Wedge also thinks it will pass. “My only concern is how many herbs can you fit in a bottle?” he asks.
Anjali Batra, founder of the Gin Explorers Club, is however optimistic. Having recently brought the gin festival to Mumbai, she finds that people’s enthusiasm for gin continues to grow. “People don’t come to the Gin Explorers Club anymore and say, ‘Hi, where can I get a beer?'” she says. When she launched the festival in 2018 in Delhi, only 4,000 people attended and five brands took part. In 2022, the numbers have risen to 10,000 and 15 respectively.
“Some people like Hapusa because they like gondhoraj lime, Stranger & Sons has quite a loyal following and they do a lot of innovation. Then some more discerning people just drink London Dry,” Wedge added.
Indian gin is already heading to the global market. Have you ever followed the trend?
Must try in Mumbai
King of the Jungle in Esora – Wine and Bistro: Cream cheese, dragon fruit, watermelon and passion fruit plus gin make a breathtaking combo.

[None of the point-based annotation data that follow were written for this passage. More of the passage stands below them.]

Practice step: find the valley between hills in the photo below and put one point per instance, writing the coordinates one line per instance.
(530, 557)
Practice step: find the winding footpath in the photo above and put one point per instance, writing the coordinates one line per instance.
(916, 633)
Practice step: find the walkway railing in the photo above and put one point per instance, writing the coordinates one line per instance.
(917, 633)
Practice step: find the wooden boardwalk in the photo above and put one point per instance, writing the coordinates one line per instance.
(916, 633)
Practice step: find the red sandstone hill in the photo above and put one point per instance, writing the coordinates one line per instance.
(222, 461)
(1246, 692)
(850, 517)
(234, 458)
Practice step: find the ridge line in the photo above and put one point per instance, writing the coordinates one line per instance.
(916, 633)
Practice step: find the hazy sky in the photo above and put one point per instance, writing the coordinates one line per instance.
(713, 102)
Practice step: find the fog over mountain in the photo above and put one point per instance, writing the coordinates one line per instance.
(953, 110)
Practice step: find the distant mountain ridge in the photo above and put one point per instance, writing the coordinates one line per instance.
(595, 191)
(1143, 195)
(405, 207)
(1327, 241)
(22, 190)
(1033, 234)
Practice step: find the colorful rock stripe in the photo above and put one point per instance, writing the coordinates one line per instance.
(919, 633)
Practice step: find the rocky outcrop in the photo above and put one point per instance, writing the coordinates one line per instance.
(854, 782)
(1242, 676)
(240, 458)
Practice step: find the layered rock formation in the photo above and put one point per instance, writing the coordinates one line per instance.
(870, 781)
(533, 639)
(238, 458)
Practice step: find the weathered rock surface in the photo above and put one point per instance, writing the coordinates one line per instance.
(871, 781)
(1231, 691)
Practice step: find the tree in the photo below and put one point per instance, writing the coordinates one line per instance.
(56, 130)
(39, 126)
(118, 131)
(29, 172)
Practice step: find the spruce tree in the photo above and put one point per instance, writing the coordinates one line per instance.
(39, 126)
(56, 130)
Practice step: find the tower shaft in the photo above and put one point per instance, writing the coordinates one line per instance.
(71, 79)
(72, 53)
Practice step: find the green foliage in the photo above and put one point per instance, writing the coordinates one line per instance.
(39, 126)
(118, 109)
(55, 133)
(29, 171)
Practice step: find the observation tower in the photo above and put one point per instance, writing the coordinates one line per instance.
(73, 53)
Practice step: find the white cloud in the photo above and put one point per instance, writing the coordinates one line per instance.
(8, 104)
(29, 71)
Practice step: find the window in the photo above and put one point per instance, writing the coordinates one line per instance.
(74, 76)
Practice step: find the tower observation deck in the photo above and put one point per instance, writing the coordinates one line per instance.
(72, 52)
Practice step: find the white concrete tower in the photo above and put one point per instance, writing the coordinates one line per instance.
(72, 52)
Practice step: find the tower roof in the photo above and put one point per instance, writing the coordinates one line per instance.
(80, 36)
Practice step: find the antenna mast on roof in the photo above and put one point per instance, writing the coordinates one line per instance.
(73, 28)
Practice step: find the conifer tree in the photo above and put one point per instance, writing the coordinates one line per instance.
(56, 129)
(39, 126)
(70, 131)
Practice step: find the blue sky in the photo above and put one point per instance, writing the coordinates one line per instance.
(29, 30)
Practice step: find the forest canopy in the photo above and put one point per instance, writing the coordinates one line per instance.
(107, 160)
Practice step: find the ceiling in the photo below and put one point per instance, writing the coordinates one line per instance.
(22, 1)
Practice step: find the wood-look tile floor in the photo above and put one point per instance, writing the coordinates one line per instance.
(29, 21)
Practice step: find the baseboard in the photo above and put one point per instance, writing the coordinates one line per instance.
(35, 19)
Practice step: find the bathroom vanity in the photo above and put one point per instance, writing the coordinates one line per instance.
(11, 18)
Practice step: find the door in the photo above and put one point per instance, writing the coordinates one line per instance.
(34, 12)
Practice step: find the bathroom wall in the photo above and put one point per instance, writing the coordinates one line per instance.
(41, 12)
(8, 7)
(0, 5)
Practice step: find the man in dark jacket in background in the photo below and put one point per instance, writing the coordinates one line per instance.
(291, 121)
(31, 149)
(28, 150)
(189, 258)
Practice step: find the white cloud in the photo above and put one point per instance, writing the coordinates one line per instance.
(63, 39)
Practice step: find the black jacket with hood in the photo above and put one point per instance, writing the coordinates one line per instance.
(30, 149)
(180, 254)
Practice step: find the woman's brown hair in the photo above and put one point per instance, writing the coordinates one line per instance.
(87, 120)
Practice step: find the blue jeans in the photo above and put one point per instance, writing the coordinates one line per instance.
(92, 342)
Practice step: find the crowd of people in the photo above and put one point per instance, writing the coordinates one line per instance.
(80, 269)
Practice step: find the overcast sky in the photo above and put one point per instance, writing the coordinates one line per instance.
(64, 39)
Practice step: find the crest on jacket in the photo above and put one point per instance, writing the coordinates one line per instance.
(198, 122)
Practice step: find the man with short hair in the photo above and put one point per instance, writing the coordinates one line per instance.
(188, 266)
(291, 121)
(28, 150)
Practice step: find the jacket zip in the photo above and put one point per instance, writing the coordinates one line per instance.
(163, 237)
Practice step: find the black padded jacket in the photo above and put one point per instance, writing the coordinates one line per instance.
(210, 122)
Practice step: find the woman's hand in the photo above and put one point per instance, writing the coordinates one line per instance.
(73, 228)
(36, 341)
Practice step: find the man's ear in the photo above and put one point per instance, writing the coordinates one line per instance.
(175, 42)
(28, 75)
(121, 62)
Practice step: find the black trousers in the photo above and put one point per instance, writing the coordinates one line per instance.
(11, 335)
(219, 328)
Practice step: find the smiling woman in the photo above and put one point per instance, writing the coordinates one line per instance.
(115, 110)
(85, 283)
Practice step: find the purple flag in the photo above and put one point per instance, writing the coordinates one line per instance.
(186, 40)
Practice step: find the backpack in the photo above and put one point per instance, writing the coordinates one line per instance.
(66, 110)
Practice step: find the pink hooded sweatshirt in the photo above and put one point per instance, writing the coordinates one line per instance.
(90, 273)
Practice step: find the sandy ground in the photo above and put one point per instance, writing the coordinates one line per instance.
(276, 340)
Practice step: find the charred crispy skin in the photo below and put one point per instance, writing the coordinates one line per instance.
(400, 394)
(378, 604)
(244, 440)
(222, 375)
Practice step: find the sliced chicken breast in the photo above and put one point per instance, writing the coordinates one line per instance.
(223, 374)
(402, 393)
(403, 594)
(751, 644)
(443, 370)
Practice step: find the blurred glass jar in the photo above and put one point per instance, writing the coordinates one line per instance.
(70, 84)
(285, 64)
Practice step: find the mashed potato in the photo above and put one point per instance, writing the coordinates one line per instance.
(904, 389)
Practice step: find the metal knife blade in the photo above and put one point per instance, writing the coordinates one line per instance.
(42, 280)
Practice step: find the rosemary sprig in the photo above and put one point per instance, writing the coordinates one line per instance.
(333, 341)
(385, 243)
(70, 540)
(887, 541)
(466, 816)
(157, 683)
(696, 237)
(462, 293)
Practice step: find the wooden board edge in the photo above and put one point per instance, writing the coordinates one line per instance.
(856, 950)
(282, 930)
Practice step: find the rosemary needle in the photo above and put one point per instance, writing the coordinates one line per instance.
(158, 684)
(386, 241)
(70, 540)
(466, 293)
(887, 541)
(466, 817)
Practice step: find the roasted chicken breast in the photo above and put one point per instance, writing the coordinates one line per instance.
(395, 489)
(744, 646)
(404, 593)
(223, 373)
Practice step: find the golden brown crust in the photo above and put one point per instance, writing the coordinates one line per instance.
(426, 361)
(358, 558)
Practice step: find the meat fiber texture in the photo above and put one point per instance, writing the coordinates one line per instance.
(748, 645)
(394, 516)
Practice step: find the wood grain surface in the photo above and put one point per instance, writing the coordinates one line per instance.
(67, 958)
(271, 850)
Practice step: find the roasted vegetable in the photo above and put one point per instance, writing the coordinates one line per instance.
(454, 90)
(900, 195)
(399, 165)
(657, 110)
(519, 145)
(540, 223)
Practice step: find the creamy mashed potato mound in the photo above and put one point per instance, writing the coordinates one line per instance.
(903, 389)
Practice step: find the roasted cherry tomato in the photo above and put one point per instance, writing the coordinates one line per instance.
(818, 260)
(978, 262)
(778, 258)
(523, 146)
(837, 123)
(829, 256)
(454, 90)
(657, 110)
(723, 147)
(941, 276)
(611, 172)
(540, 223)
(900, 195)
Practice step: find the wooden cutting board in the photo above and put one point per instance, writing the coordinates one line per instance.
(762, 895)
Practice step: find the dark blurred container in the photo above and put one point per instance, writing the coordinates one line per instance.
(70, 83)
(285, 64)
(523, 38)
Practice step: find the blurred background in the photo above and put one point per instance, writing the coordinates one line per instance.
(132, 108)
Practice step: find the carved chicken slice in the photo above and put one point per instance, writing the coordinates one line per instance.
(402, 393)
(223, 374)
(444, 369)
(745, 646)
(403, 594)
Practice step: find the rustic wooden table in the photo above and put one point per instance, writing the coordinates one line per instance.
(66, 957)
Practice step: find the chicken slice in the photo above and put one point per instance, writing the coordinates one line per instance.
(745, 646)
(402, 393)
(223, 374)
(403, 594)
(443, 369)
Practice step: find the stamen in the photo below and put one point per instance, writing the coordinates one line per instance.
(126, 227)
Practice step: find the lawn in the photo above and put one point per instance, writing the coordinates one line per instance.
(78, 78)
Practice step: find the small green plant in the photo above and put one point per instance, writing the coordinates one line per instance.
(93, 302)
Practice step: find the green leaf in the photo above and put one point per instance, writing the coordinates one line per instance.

Pudin Hara Ginito at Hitchki: It includes pudin hara, with black salt, mint leaves, lime wedges, sugar and soda.
Tsukemono to Taki Taki: A blend of gin, martini blanco, homemade anise liqueur and pickled cucumber, this one packs a punch.
Situation of Gin Gin at Loci and Toot: Contains spiced pomegranate gin, sweet vermouth, fresh lime and aquafaba mousse.
Kung Fu Panda in Chin Chin Chu: A gin blend with lemongrass, basil, ginger, star anise, coconut, passion fruit and lime, this one is fun and seductive.
Gin Pesto at Mansions by Living Liquidz: A classic mix of Beefeater London dry with lemon juice, sugar syrup, basil and mint leaves.
Fifty-Fifty Martini and everything else at Sofitel Mumbai’s Gin Bar by Jyran: This is a place where gin lovers can go wild.
The angle of British India
Gin may be all the rage today, but the trend dates back to 1825 under the British Raj. British Army officers stationed in India began mixing gin, a drink made by distilling neutral grain alcohol with juniper berries and other botanicals. They mixed it with tonic water – basically a liquid made from quinine, sugar and water. It was a cocktail that helped them fight the deadly disease of malaria, which also originated in India at that time. Quinine and juniper berries have been shown to be preventive measures against malaria. Of course, it helped that the cocktail masked the terrible quinine taste. Originally produced as medicine and prescribed to treat ailments such as dyspepsia and gout, it quickly became a popular cocktail with its popular tonic water mix. Today, gin is infused with botanicals like citrus fruits, seeds, rosemary, and various herbs and spices. Indian brands are coming with Goa leading the gin revolution.